The application from Pfizer included updated data from the existing clinical trials and a longer-term follow-up observing a larger clinical trial population. There was also an evaluation of reports of post-vaccination myocarditis and pericarditis in some recipients.
The CDC and the FDA said in a statement that both agencies will continue to monitor the drug’s safety and any reports of side effects.
“Our scientific and medical experts conducted an incredibly thorough and thoughtful evaluation of this vaccine. We evaluated scientific data and information included in hundreds of thousands of pages, conducted our own analyses of [the Pfizer vaccine’s] safety and effectiveness, and performed a detailed assessment of the manufacturing processes, including inspections of the manufacturing facilities,” said Peter Marks, the director of the FDA’s Center for Biologics Evaluation and Research, in a statement.
In sum, full approval means the FDA considers a drug safe and effective at the prescribed dosage for the intended population, and that the maker of the drug is able to safely produce enough of it. The full approval process includes the data that was submitted for emergency use authorization, plus additional information from drug trials and manufacturing facilities. The CDC has posted a detailed breakdown of what goes into the development and approval process.
What does this mean for me?
Employers, retailers and venue operators could have required that their workers and customers be vaccinated under the emergency use authorization, but some held off, awaiting full approval. If your employer or school didn’t already mandate that you get vaccinated, it’s more likely to happen now.

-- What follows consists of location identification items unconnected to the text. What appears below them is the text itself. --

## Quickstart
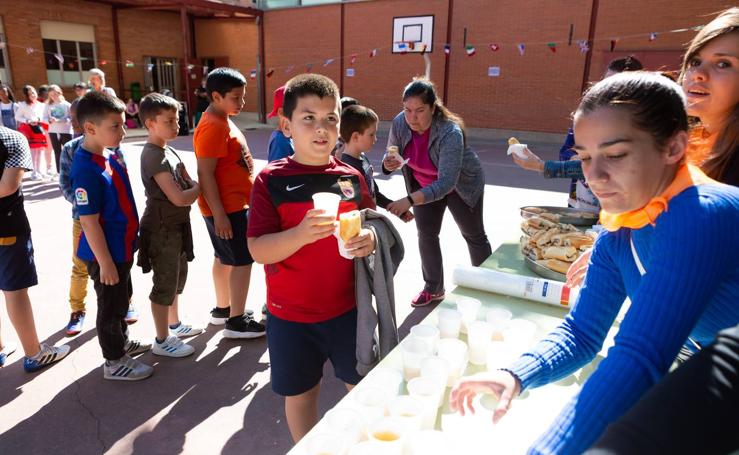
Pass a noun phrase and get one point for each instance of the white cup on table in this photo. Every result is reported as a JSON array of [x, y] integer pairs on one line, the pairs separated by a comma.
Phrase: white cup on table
[[449, 323], [328, 202], [427, 391]]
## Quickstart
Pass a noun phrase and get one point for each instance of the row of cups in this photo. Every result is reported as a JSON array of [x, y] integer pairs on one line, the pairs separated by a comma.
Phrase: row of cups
[[378, 419]]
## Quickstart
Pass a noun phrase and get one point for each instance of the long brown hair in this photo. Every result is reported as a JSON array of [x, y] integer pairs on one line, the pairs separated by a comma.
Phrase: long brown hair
[[726, 146], [426, 90]]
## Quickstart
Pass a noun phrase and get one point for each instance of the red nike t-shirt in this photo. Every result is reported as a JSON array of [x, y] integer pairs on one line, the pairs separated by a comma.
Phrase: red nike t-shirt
[[315, 284]]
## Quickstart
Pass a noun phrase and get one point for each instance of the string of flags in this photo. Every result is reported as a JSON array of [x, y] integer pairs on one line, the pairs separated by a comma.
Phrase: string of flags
[[584, 46]]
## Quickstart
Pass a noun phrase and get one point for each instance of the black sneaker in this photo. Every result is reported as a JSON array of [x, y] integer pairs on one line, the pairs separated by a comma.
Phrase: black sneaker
[[219, 316], [243, 326]]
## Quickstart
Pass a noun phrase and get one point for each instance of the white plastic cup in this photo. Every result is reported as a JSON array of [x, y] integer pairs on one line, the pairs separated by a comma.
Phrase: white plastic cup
[[436, 369], [385, 378], [429, 334], [413, 350], [409, 410], [499, 318], [390, 434], [455, 352], [328, 202], [450, 321], [326, 444], [427, 391], [371, 402], [469, 308], [500, 355], [345, 421], [479, 336]]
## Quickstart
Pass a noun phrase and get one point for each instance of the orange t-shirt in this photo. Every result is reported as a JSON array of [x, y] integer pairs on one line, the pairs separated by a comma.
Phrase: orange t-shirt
[[217, 137]]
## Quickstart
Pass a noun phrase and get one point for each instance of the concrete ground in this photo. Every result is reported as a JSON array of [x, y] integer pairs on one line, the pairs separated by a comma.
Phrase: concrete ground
[[218, 400]]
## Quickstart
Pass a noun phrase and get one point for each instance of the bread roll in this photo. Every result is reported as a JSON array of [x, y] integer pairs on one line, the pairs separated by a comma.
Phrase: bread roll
[[556, 265], [350, 223], [563, 253]]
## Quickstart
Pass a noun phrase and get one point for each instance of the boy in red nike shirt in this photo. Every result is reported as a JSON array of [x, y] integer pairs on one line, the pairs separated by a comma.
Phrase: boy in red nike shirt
[[310, 287]]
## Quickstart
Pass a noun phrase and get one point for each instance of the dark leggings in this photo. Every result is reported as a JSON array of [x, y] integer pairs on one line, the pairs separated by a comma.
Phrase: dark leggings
[[428, 222], [57, 142]]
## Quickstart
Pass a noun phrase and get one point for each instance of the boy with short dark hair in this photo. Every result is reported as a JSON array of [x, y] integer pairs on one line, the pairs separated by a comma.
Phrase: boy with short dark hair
[[166, 235], [104, 199], [226, 175], [359, 132], [311, 318]]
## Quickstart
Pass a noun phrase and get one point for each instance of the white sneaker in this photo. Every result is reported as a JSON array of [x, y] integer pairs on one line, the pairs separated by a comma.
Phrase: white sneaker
[[185, 330], [126, 369], [172, 347]]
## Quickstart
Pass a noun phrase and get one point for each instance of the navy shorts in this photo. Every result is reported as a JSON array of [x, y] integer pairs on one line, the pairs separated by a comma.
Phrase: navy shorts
[[235, 251], [17, 267], [297, 352]]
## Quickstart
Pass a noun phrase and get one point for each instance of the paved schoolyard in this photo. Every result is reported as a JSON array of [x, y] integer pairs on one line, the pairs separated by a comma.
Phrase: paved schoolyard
[[218, 400]]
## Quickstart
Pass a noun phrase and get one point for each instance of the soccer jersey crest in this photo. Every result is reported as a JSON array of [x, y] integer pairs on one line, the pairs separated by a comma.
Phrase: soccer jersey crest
[[347, 187]]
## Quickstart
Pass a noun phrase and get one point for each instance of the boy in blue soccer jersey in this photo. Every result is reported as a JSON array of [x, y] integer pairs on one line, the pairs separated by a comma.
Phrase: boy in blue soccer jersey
[[110, 224]]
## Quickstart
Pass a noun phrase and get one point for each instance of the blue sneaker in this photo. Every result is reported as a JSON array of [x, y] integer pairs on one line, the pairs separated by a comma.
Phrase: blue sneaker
[[132, 316], [46, 356], [75, 323], [5, 352]]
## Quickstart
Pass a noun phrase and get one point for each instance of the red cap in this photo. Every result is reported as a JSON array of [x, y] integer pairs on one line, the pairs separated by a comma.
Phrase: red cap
[[278, 99]]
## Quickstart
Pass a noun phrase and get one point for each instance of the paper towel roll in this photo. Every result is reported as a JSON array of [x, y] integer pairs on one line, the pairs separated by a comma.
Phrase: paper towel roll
[[536, 289]]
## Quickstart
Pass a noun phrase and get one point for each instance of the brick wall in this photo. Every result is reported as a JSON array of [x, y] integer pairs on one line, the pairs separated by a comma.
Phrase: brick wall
[[236, 40], [534, 92]]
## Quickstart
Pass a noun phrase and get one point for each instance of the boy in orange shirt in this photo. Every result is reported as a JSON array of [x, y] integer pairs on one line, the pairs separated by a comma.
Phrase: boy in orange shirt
[[226, 175]]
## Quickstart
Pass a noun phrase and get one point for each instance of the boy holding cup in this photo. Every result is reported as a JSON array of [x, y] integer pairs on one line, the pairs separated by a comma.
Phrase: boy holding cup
[[311, 319]]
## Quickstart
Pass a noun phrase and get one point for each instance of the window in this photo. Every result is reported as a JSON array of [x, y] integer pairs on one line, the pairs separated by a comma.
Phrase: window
[[69, 51]]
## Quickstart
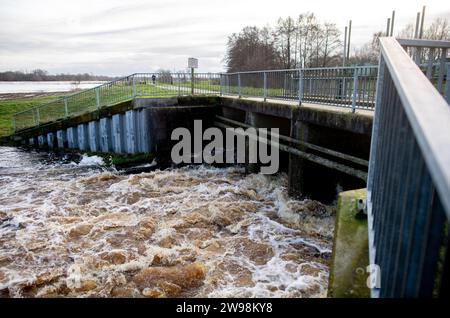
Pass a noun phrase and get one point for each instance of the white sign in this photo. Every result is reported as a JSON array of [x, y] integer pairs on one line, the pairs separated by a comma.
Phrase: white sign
[[192, 62]]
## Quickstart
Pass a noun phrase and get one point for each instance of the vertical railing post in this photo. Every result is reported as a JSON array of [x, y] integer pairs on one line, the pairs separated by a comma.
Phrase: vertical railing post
[[134, 85], [265, 86], [239, 85], [355, 88], [192, 81], [300, 87], [97, 98], [66, 109], [38, 116], [447, 85]]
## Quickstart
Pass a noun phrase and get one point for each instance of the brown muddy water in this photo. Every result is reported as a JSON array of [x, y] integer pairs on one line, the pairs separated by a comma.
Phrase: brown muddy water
[[83, 230]]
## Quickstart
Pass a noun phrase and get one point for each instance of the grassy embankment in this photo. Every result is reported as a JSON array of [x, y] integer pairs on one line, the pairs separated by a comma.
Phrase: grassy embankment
[[10, 106]]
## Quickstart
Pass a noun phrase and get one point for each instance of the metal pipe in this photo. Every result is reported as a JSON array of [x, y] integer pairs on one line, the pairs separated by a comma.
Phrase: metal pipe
[[192, 81], [392, 23], [265, 86], [421, 23], [345, 48], [388, 26], [355, 89], [349, 37], [416, 32]]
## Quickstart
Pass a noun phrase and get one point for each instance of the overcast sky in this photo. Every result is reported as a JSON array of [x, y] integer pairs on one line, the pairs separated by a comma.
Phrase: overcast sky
[[114, 37]]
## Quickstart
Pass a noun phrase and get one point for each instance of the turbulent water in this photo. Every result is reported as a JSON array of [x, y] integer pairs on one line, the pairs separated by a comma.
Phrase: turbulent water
[[77, 230]]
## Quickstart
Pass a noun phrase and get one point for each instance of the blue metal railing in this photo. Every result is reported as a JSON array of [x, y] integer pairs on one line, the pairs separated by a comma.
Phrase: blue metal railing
[[408, 188]]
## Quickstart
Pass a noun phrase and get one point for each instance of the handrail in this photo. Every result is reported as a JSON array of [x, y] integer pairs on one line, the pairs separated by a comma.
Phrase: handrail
[[408, 186], [424, 43], [427, 111]]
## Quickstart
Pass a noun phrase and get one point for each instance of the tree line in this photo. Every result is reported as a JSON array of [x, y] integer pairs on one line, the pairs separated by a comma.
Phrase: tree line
[[42, 75], [305, 41]]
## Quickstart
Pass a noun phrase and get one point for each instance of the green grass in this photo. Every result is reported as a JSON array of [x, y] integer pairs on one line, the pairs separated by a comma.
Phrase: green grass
[[9, 107]]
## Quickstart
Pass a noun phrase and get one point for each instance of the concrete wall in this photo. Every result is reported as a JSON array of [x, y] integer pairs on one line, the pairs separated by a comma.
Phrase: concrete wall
[[144, 129], [337, 130]]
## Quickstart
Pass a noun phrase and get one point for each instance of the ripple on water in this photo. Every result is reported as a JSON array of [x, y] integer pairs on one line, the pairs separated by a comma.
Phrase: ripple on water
[[188, 232]]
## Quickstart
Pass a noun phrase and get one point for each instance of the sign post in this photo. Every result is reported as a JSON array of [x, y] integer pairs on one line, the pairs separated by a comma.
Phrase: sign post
[[192, 63]]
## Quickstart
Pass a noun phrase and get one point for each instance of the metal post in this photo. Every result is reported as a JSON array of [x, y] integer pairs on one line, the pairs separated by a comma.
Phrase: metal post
[[392, 23], [265, 86], [388, 26], [416, 30], [447, 85], [300, 87], [349, 37], [97, 95], [421, 23], [38, 116], [345, 47], [239, 85], [192, 81], [355, 87], [416, 50], [66, 109], [442, 60]]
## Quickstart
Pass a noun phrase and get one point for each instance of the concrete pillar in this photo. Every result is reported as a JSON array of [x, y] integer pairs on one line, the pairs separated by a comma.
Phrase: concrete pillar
[[118, 140], [51, 140], [143, 131], [296, 177], [130, 131], [105, 135], [250, 119], [61, 136], [94, 138], [42, 140], [83, 137], [72, 137], [33, 141]]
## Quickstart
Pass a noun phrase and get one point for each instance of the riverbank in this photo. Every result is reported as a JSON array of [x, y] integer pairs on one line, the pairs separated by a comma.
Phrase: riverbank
[[80, 229], [16, 102]]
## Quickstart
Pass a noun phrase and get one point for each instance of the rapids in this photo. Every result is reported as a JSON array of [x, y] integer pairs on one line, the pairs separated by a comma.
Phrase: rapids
[[84, 230]]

President Biden called on private businesses, nonprofits and local government leaders to require employees to get vaccinated. “Do what I did last month,” he said, referring to the vaccine mandate imposed on White House staff in July. On the heels of the FDA announcement, the Pentagon said it would be mandating the shots for members of America’s military.
The majority of Americans support vaccine mandates, according to a recent Morning Consult/Politico poll. The group most likely to oppose them are Republicans, who, polling data indicate, are also the largest group of unvaccinated people.
Scientists hoped granting the vaccine full approval could put some holdouts’ fears to rest. The Pfizer vaccine now has the highest possible seal of approval from the nation’s highest authority on drug safety. Yes, a small percentage of vaccinated people have caught COVID. No expert is surprised by that. No vaccine is 100% effective at preventing infection, transmission, hospitalization or death. But even with the Delta strain, if you’re vaccinated, you’re less likely to catch COVID; if you do catch it, you’re less likely to need to be hospitalized for it; if you do need to be hospitalized for it, you’re less likely to die of it. That’s why this has been called a “pandemic of the unvaccinated”: The vast majority of people in the hospital with and dying of COVID right now are not vaccinated.
Think of getting vaccinated like wearing your seat belt in your car or your helmet on your bike: They aren’t guarantees, but you’ll feel — and be, statistically — a lot safer.